Home / Babinsa Mediasi Penyelesaian Masalah Secara Kekeluargaan

Babinsa Mediasi Penyelesaian Masalah Secara Kekeluargaan

Keerom – Babinsa koramil 23/skanto Kopda Yuli barrang, menghadiri kegiatan penyelesaian masalah penikaman yang dilakukan sdr. Timo Wanerengga kepada sdr.
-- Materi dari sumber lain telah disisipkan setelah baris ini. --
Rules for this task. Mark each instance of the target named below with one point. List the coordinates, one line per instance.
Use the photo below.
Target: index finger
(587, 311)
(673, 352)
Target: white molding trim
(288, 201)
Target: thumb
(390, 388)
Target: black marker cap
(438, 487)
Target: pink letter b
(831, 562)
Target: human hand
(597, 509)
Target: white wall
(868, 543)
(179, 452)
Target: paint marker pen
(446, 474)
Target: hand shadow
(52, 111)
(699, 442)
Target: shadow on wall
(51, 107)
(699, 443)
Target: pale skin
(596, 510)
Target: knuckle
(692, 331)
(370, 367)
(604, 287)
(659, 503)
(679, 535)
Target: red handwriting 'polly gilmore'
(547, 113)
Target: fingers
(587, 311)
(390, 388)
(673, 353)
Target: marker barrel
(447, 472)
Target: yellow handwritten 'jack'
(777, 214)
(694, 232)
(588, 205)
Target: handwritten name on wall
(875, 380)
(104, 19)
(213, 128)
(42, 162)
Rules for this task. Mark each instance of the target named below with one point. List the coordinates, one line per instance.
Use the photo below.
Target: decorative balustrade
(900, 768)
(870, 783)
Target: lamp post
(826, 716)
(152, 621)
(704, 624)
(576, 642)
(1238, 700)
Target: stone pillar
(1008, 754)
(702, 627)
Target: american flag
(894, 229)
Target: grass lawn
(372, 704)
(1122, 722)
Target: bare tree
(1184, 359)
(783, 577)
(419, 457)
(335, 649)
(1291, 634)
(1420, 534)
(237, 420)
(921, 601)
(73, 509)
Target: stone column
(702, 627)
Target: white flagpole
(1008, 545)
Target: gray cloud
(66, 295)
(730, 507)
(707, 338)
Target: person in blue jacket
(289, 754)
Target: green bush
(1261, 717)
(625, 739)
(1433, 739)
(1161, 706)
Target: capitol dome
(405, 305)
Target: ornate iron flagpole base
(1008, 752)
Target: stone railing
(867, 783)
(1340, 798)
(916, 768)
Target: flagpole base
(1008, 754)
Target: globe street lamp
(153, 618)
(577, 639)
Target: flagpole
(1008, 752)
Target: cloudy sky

Lingkar Kogoya yang dilaksanakan secara kekeluargaan/Adat kediaman bapak Edison Ennumbi (kepala kampung Alang-alang raya) jln Gurami Arso 3 Distrik Skanto, Pada hari Selasa (14/07).

Penyelesaian masalah penganiayaan/ penikaman saudara Lingkar Kogoya yang dilakukan oleh saudara Timo Wanerengga yang megakibatkan saudara Lingkar Kogoya mengalami luka tusuk di punggung yg terjadi pada tgl 10 juli 2020, saudara Lingkar Kogoya melaporkan saudara Timo Wanerengga ke Polsek Skanto tentang kasus penganiayaan dirinya.

Namun dari pihak kampung Alang-alang meminta ke Polsek skanto untuk menyelesaikan masalah tersebut secara kekeluargaan di karenakan korban dan pelaku masih ada hubungan keluarga.

Berdasarkan kesepakatan tersebut maka kepala kampung alang-alang raya dan pemangku adat mengundang kedua belah pihak dan keluarga untuk menyelesaikan masalah tersebut.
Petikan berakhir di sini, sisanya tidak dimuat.